Hi und willkommen zu Texthacks. Wäre dieser Newsletter eine schlechte Reportage, würde er so beginnen: Nachdenklich rührte ich in meinem Kaffee, während draußen die Regentropfen an mein Fenster prasselten. Es ist aber Sommer und ich trinke keinen Kaffee, deshalb gibt es heute 11 Hacks für wirklich gute Reportagen. Und zwar mit einem Journalisten, der das besser kann als ich: Ariel Hauptmeier. Er leitet die Reportageschule in Reutlingen, ist einer der Macher des Reporter:innen-Forums und gibt leidenschaftlich gern Schreibkurse. Besonders effizient: Sein Zoom-Workshop „Besser schreiben in einem Tag“. Infos unter www.schreiben.jetzt
11 Zutaten für gelungene Reportagen:
Reportagen brauchen:
📍 echte Menschen. Mit echten Wünschen, Gefühlen, Erlebnissen. Sie kennenzulernen braucht Geduld und den Mut, auch schwierige Fragen zu stellen. Hilfreich: ein vertrauliches Hintergrundgespräch mit einem Weggefährten.
📍 Handlung. Dabei sein. Zuschauen, vielleicht sogar mit anpacken. Zur richtigen Zeit am richtigen Ort sein. Frag gleich beim ersten Kontakt: „Was sind Ihre nächsten Termine?“
📍 Szenen. Sie sind das Gerüst einer jeden Reportage. Jene Momente, in denen etwas passiert. Gute Reportagen funktionieren wie gute Filme: Wenig Erklärung, viel Handlung.
📍 Dramaturgie. Auch das kennst du aus Filmen: Das geschickte Anordnen der Szenen.
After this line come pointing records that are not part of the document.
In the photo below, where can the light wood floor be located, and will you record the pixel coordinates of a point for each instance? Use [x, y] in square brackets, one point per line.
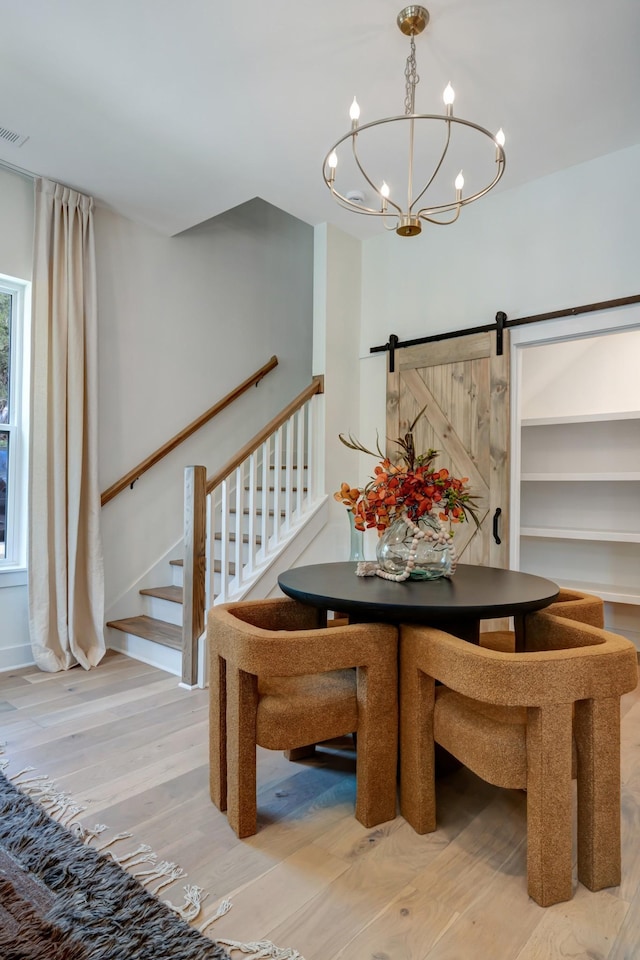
[128, 742]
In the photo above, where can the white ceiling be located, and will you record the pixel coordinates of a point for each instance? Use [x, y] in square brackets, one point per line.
[172, 111]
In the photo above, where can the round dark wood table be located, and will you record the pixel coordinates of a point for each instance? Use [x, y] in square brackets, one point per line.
[455, 604]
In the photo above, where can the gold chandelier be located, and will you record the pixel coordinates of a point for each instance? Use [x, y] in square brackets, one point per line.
[406, 218]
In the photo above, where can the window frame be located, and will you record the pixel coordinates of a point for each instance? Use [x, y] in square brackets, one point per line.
[13, 567]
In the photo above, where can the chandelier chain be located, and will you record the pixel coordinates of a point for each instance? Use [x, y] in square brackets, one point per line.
[412, 79]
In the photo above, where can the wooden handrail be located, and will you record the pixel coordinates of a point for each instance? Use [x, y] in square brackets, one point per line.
[316, 386]
[130, 478]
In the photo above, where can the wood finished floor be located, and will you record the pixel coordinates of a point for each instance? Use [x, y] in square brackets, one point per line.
[128, 742]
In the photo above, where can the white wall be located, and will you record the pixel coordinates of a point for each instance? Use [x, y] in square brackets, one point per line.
[16, 246]
[182, 321]
[592, 375]
[565, 240]
[336, 336]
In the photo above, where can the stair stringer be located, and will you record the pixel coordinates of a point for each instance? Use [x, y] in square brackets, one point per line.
[265, 581]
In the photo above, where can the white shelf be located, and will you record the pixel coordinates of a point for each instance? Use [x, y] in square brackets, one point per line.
[624, 477]
[606, 592]
[581, 418]
[594, 460]
[559, 533]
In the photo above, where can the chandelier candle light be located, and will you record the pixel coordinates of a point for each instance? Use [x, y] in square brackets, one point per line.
[406, 219]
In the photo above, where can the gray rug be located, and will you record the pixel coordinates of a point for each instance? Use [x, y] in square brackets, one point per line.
[62, 900]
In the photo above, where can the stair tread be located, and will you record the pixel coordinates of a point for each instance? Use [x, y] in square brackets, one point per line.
[149, 628]
[172, 593]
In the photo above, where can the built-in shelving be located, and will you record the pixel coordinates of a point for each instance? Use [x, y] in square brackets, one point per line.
[580, 504]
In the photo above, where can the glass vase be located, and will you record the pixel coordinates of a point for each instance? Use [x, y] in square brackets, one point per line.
[403, 555]
[356, 546]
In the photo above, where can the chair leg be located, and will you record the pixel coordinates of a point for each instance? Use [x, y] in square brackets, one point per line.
[549, 804]
[377, 754]
[218, 732]
[597, 730]
[300, 753]
[417, 748]
[242, 700]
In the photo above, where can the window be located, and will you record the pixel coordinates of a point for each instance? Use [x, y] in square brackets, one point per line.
[14, 353]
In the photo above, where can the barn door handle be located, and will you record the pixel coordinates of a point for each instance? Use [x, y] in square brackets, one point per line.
[496, 516]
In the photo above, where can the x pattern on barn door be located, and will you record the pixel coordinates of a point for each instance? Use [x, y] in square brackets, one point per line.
[464, 387]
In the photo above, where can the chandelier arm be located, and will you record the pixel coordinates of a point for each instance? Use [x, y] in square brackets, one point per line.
[357, 207]
[441, 223]
[367, 178]
[442, 208]
[445, 207]
[436, 171]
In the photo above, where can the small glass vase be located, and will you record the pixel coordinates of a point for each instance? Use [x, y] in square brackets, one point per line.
[356, 547]
[403, 555]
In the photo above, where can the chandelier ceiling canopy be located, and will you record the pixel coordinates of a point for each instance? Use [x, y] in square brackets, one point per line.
[427, 184]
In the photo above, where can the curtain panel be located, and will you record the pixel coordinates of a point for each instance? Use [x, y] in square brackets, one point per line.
[66, 581]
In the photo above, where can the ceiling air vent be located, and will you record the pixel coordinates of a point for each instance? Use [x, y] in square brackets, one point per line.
[16, 139]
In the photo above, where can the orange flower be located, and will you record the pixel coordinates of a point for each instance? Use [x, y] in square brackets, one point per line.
[410, 486]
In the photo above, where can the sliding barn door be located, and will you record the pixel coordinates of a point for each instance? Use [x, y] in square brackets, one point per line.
[465, 389]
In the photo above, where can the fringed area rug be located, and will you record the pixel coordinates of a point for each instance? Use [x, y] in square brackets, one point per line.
[63, 899]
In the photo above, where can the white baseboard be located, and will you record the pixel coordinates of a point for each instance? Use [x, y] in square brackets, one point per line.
[14, 658]
[155, 654]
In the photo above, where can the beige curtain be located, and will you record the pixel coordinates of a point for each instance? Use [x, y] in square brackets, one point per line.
[66, 595]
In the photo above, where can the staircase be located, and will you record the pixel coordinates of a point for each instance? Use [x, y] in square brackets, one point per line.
[242, 528]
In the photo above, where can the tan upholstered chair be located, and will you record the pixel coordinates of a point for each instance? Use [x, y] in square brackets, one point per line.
[279, 680]
[572, 604]
[509, 717]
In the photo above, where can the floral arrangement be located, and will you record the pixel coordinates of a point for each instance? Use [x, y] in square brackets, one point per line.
[410, 488]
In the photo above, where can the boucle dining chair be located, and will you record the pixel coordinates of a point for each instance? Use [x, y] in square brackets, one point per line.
[281, 680]
[572, 604]
[521, 721]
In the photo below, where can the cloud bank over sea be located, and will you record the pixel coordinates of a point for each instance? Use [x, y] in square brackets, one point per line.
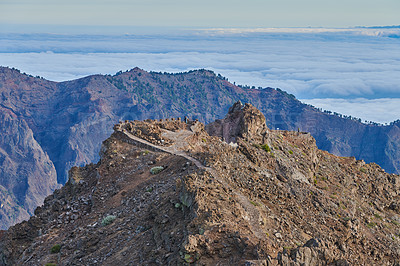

Drei Tipps: In der Mitte beginnen, nicht am Anfang; ein Cliffhanger, der das Publikum durch den Text trägt; ein überraschendes Ende.
📍 Details. Sie geben deiner Reportage Farbe. Sie können berühren. Ein vertrockneter Weihnachtsbaum, der im Juli im Wohnzimmer des Vaters steht, darunter zwei Osternester.
📍Das führt zu einem weiteren Grundsatz: Show don’t tell. Falsch: Sie ist nervös. Besser: Sie kaut an ihren Fingernägel, rutscht auf dem Stuhl herum, schaut andauernd aufs Handy.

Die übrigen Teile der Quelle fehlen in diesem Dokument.